Purified sterol carrier protein2 (SCP2) from rat liver stimulated utilization of endogenous cholesterol for pregnenolone synthesis by adrenal mitochondria. Cytosolic preparations of rat liver, adrenal and luteinized ovary were also stimulatory in mitochondrial pregnenolone synthesis to different extents. Treatment of all preparations with rabbit anti-rat SCP2 IgG neutralized the stimulatory effects, and immunoprecipitated proteins gave similar patterns on SDS-gradient polyacrylamide gel electrophoresis. Treatment with rabbit pre-immune IgG had no effect on these parameters. Thus, proteins which are immunochemically compatible with hepatic SCP2 appear to be present in steroidogenic tissues and may play a role in control of mitochondrial cholesterol side chain cleavage activity.

Sterol carrier protein2. Identification of adrenal sterol carrier protein2 and site of action for mitochondrial cholesterol utilization.

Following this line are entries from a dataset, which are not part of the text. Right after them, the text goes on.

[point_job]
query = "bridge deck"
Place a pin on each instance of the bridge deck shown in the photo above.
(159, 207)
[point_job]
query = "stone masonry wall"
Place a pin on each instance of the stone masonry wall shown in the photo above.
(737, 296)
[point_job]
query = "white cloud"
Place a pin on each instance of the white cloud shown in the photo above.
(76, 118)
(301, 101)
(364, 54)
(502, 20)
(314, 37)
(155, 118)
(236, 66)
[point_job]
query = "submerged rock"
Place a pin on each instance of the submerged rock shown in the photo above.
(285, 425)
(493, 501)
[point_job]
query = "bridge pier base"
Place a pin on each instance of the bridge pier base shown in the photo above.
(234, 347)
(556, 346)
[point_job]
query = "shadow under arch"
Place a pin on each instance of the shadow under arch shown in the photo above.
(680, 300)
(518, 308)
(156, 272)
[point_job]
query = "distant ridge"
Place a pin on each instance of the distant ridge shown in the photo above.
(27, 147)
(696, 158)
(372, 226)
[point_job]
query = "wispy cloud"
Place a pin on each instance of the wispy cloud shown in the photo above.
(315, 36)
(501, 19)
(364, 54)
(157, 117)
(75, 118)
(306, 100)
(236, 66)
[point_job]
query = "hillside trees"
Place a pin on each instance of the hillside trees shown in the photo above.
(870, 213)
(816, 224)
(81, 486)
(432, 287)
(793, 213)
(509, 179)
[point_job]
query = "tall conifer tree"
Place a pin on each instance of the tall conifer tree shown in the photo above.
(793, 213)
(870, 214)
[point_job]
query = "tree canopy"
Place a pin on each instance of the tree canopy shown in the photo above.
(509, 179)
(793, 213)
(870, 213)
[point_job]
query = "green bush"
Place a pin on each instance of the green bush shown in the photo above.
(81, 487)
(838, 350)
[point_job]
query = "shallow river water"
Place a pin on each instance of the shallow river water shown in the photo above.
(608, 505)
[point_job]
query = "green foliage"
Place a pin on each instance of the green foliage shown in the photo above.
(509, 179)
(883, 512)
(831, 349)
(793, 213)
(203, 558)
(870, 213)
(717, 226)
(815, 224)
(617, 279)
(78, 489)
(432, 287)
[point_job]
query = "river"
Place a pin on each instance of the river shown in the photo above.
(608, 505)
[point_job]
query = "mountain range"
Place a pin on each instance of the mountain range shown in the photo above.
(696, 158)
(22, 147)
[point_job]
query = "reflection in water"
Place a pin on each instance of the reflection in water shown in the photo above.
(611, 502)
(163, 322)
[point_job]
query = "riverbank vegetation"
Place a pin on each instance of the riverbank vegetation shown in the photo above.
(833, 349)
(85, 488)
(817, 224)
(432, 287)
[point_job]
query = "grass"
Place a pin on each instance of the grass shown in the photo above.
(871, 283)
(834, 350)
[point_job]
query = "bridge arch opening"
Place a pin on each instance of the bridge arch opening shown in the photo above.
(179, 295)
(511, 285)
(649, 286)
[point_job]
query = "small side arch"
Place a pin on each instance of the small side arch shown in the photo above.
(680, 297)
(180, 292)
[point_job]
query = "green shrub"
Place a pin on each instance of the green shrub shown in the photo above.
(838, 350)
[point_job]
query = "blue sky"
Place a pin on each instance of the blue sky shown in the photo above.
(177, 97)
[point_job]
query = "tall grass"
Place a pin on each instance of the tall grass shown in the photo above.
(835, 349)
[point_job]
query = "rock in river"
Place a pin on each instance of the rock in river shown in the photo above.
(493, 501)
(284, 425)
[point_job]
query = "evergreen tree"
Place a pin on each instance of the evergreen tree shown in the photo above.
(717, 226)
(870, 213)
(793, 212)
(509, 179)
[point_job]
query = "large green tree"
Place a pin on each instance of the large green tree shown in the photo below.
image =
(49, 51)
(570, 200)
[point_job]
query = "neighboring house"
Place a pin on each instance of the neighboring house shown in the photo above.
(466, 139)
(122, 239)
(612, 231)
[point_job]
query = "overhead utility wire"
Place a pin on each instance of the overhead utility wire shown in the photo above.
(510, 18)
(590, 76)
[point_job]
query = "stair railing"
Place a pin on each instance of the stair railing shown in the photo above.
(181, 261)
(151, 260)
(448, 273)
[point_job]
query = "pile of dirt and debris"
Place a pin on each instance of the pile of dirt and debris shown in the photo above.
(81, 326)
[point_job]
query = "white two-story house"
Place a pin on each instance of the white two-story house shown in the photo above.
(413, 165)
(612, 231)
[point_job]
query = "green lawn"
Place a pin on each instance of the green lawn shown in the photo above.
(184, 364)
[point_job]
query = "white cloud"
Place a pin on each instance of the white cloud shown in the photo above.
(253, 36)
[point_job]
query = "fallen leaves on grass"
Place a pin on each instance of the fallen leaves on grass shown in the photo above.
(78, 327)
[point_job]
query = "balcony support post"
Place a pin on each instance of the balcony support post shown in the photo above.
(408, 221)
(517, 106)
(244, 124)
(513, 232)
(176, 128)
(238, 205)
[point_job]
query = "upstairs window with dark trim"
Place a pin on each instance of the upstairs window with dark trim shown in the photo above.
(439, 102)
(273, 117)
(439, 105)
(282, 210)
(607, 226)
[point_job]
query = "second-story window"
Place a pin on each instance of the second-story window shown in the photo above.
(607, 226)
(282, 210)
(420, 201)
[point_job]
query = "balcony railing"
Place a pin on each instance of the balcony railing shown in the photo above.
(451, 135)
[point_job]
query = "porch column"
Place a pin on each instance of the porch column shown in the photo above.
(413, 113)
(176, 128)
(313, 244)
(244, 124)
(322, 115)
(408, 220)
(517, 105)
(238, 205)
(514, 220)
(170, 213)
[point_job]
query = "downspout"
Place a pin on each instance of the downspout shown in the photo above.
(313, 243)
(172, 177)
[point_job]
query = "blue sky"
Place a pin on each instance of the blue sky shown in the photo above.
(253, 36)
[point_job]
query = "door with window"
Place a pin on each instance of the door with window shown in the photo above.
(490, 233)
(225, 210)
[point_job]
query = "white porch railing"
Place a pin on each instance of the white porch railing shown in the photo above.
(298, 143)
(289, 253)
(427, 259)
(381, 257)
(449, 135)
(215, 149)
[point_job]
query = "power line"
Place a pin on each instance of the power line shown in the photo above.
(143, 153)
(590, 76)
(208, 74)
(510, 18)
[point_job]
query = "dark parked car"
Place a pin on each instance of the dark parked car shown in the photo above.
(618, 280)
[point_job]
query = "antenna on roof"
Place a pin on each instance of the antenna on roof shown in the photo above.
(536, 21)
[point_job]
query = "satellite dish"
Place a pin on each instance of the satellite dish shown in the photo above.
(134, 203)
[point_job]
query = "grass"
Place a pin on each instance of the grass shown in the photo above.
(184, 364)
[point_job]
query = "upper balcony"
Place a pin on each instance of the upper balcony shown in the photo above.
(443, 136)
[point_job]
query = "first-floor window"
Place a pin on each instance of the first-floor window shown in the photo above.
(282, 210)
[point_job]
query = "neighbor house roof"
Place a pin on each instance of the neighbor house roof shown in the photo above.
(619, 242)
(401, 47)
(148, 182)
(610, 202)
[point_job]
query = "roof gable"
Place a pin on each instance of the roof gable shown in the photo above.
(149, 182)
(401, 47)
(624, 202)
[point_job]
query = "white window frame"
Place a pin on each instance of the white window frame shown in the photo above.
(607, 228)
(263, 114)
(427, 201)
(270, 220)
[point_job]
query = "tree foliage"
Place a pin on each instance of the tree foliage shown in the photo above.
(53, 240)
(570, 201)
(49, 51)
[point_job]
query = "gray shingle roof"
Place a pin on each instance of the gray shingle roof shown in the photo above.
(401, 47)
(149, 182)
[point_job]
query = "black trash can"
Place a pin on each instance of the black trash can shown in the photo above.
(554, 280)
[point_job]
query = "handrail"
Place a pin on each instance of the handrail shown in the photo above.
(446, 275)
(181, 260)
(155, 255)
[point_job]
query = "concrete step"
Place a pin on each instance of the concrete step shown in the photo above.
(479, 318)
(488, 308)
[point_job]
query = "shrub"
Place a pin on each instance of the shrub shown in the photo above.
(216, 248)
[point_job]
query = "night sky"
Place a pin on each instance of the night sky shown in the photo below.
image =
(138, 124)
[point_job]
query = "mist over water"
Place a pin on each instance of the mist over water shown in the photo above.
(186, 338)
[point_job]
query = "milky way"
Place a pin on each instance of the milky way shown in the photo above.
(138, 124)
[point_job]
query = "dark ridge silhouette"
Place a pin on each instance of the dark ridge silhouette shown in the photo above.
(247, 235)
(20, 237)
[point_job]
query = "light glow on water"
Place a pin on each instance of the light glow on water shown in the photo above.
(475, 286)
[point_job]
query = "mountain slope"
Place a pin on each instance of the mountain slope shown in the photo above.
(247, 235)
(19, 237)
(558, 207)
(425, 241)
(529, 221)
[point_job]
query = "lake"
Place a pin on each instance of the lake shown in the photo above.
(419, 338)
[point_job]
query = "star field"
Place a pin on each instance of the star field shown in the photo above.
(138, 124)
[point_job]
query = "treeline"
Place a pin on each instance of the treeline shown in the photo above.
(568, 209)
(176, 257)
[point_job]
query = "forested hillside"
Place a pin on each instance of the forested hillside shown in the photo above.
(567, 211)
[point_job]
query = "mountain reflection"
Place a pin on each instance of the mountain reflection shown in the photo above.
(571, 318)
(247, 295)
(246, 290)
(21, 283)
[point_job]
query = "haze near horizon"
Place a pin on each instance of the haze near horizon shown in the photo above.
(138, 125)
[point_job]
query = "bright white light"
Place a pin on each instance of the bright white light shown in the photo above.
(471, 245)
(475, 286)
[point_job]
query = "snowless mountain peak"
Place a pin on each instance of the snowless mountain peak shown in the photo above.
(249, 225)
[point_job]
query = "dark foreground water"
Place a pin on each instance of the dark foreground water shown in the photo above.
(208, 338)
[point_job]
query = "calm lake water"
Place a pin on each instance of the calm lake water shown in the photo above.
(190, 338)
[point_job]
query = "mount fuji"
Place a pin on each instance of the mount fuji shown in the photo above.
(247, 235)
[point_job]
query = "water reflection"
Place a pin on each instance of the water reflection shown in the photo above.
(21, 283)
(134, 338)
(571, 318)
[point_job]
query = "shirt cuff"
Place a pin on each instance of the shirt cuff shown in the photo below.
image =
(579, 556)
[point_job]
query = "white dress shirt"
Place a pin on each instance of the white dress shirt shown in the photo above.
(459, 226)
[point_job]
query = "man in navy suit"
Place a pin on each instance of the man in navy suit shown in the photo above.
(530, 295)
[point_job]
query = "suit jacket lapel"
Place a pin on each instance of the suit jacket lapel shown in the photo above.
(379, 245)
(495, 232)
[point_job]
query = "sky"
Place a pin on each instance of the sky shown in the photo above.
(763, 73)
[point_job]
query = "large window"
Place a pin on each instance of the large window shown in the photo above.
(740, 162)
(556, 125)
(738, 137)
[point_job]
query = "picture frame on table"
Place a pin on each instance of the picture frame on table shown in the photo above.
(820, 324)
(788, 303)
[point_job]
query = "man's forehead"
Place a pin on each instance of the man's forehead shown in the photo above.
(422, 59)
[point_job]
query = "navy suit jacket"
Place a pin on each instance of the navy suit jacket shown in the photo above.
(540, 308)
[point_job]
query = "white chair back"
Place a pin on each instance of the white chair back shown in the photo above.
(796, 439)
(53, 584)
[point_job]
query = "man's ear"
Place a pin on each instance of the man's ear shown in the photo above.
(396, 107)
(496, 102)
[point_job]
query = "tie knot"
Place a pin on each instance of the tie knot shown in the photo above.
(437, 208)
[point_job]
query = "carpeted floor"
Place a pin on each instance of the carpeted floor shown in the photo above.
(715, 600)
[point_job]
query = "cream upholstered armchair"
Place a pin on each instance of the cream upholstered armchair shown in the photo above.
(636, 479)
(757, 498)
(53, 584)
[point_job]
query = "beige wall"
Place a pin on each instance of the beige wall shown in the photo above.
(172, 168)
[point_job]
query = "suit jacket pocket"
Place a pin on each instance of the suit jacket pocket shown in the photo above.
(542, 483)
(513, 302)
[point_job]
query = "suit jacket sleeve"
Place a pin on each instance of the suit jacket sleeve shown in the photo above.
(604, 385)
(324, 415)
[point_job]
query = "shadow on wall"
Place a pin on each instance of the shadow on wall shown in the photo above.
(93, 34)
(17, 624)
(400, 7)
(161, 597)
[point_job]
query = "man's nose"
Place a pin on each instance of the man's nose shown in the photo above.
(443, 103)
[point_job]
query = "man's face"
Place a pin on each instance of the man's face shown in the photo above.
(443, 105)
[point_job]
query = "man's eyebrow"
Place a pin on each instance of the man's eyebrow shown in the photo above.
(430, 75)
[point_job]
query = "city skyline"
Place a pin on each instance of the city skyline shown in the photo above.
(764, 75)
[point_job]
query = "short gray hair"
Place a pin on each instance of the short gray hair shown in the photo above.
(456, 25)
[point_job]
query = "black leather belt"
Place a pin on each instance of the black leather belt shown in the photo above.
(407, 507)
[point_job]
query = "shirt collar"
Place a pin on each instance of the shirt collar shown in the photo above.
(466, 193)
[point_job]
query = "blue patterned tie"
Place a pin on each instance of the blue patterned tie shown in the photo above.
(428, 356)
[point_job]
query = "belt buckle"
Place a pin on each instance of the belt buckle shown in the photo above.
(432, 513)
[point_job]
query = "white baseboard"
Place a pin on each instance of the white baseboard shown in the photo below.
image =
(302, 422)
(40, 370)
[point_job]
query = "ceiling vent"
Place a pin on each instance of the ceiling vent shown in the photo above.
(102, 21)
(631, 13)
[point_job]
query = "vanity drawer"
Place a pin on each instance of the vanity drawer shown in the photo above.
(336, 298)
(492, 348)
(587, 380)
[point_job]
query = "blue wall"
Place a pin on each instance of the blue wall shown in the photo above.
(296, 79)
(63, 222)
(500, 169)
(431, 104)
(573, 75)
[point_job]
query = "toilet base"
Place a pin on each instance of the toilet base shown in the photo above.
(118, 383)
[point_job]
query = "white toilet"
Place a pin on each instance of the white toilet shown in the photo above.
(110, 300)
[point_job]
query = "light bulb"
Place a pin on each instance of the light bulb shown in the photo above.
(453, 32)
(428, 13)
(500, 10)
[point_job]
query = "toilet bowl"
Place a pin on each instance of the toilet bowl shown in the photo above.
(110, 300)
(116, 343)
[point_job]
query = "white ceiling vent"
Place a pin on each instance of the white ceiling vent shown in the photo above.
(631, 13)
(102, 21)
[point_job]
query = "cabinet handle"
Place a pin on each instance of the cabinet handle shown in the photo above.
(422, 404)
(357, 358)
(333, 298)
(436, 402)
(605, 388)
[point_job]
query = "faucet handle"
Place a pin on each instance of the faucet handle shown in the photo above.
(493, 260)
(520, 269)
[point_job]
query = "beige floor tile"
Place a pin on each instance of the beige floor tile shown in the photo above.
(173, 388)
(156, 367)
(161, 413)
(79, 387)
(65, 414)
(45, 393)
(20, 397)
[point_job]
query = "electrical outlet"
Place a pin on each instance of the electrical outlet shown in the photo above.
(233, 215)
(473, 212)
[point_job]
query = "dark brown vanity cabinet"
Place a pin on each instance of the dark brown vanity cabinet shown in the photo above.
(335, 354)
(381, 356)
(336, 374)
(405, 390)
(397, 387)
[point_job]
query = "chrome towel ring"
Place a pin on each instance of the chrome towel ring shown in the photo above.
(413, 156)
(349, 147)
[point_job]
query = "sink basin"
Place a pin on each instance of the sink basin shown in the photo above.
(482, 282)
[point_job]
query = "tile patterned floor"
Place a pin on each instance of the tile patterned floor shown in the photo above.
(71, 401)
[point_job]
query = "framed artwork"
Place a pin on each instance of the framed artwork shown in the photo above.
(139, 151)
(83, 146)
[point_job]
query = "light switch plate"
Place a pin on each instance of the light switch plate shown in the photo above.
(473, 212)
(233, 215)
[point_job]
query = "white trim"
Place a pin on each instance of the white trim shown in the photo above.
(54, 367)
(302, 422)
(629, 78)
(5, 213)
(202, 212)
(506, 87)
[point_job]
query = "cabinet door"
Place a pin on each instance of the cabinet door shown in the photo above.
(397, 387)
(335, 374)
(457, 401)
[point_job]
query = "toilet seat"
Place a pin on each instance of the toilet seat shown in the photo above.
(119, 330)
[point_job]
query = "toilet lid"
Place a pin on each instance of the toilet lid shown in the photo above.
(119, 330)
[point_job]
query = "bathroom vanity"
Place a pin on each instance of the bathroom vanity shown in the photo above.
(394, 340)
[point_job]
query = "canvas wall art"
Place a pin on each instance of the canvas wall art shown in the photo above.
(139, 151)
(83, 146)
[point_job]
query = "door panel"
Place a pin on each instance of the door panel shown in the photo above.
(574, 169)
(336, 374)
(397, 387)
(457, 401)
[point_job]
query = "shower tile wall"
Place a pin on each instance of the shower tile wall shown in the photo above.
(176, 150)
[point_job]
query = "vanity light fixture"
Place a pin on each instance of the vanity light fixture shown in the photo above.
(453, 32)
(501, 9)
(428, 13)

Addition of homogeneous rat liver sterol carrier protein2 (SCP2) or an adrenal cytosolic fraction enhanced pregnenolone production by adrenal mitochondria. Pretreatment of SCP2 or adrenal cytosol with anti-SCP2 IgG abolished the stimulatory effect of both preparations on mitochondrial pregnenolone output. Incubation of mitochondria with aminoglutethimide, which blocks interaction of cholesterol with inner membrane cytochrome P-450scc, resulted in decreased pregnenolone production and a decreased level of mitoplast cholesterol. Addition of SCP2 to the incubation media caused an almost 2-fold increase in cholesterol associated with the mitoplast, but did not enhance mitochondrial pregnenolone production. Studies with reconstituted cytochrome P-450scc in phospholipid vesicles also suggested that SCP2 did not affect interaction of cholesterol with the hemoprotein. Treatment of rats with cycloheximide alone or with adrenocorticotropic hormone resulted in a dramatic increase in mitochondrial cholesterol. However, these mitochondria did not exhibit increased levels of pregnenolone output under control incubation conditions. When SCP2 was included in the mitochondrial incubation media, pregnenolone production was significantly increased over that observed with adrenal mitochondria from untreated or adrenocorticotropic hormone-treated rats. The results imply that SCP2 enhances mitochondrial pregnenolone production by improving transfer of mitochondrial cholesterol to cytochrome P-450scc on the inner membrane, but does not directly influence the interaction of substrate with the hemoprotein.

Sterol carrier protein2. Delivery of cholesterol from adrenal lipid droplets to mitochondria for pregnenolone synthesis.

The ability of sterol carrier protein2 (SCP2) to mediate transfer of unesterified cholesterol from adrenal lipid inclusion droplets to mitochondria has been tested in an in vitro model system. Unlike mitochondrial utilization of cholesterol added in acetone or dimethyl sulfoxide, the unesterified cholesterol of lipid droplets did not provide a readily available source of substrate for mitochondrial pregnenolone production, without the addition of a transport mediator. Addition of SCP2, but not albumin, stimulated mitochondrial utilization of droplet cholesterol in a concentration-dependent manner. In the absence of mitochondria, SCP2 sequestered lipid droplet cholesterol, and in the presence of mitochondria, which were unable to convert cholesterol to pregnenolone, this cholesterol was quantitatively accumulated by mitochondria. Both processes were concentration-dependent and demonstrated a molar ratio of SCP2 and cholesterol for both binding and transport of 1. SCP2 also enhanced pregnenolone formation by mitochondria which were incubated in the absence of an extramitochondrial source of cholesterol. However, SCP2 had no effect on steroid release from a crude particulate fraction. These studies suggest that the effects of SCP2 are related to delivery of cholesterol from preformed stores to and into mitochondria for initiation of steroid hormone synthesis, and may represent an important modulator of sterol metabolism in adrenal cortical cells.